Flying from Quito to Bogotá broke a long string of overland travel. I’d taken buses (and a boat) all the way from Buenos Aires down to Puerto Natales and then back up to Ecuador, covering 9,000 miles the hard way. But choosing the one-hour flight over the 20-hour bus ride meant I could climb Cotopaxi and still make it to Colombia in time to meet Marie, who – despite dipping into a vacation-day deficit at work – let herself be persuaded to join me overseas one more time.
The tight security at my backpacker hostel didn’t exactly reflect Bogotá’s new reputation as a relatively safe city. To enter the hostel, even after I’d checked in, I first had to ring a bell on the steel-reinforced front door. A videocamera transmitted my image to the hotel’s receptionist, who buzzed me through and then met me at a second door – a metal gate that was locked at all times and could only be opened with the receptionist’s key.
I spent an afternoon walking around the La Candelaria neighborhood and then met Marie at the airport the next morning. It was great to see her. She hadn’t been able to sleep much on the plane, but at least this time none of her fellow passengers presented her with balloon animals during the flight.

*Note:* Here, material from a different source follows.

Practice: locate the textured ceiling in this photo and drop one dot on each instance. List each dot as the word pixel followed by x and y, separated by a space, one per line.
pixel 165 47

Marie and I stayed one night at a nicer hotel north of La Candelaria and then flew to the coastal city of Cartagena, described by Lonely Planet as “A fairy-tale city of romance, legends and sheer beauty.” The contrast with Bogotá was dramatic. Languid street vendors sat in the shade of palm trees, intensely colorful bougainvillea spilled out of second-floor balconies, colonial buildings decayed in the humid salt air – Cartagena was more Caribbean than South American. It also felt much closer to the Colombia I imagined from Gabriel Garcia Marquez’s One Hundred Years of Solitude. I thought that if I wandered into the surrounding jungle I could easily emerge on the streets of Macondo.
We checked into a hotel in the Getsemaní neighborhood and began exploring the city’s gritty old town. On our second day Marie and I walked to Castillo de San Felipe de Barajas, an imposing 17th century fort honeycombed with dank, eerie tunnels.
The nicest beaches in the vicinity of Cartagena are on an archipelago called the Islas del Rosario. Marie and I – picturing ourselves gliding over the water on the deck of a sleek catamaran – bought tickets for a boat that made daily trips to Playa Blanca, one of the Islas del Rosario’s white sand beaches. The boat turned out to be more cattle car than catamaran. The open-air top deck was packed full by the time we were herded on board, which meant we were condemned to the enclosed main deck alongside a hundred other unlucky souls, most of them tourists from different parts of Colombia.
On the way to Playa Blanca we stopped at a spectacularly lame aquarium. Bored sea turtles swam listlessly in too-small outdoor pens. The one redeeming aspect of the aquarium visit was that it gave us a chance to relocate to our boat’s top deck. Marie and I realized belatedly, however, that we’d traded the frying pan for the fire. An enthusiastic MC appeared at the front of the deck. He sang songs, told jokes, worked the crowd (“Everyone from Medellín, make some noise!”), and eventually started a round of karaoke.
Passengers were invited up one at a time to sing a song, and then the MC let each singer choose who would come up next. All the songs were Spanish-language pop. Marie and I had never heard any of them, but everyone else in the crowd, small children included, knew the words and sang along. It was only a matter of time, of course, before someone sensed my horror at the prospect of being chosen. “You in the black hat!” yelled the MC in Spanish, pointing at my Giants cap. “Come on up!”
Honestly, if I’d known a single song I would have done it (just to shock Marie, if for no other reason). But there was no video prompter showing the lyrics and it would have been impossible to wing it. “Lo siento, no hablo Español,” I said lamely.
The crowd made a half-hearted effort to change my mind before the previous singer gave up and switched targets. “How about the woman next to him?” he asked, pointing now to Marie.
“She doesn’t speak Spanish either!” shouted a woman sitting behind us. And so passed our chance to shine.
Playa Blanca was undeniably beautiful, but throngs of tourists clogged the beach and vendors badgered us incessantly. Marie eventually surrendered to a hair-braider named Selia, who demonstrated her business savvy by adding on a back massage and using that as an excuse to double her fee.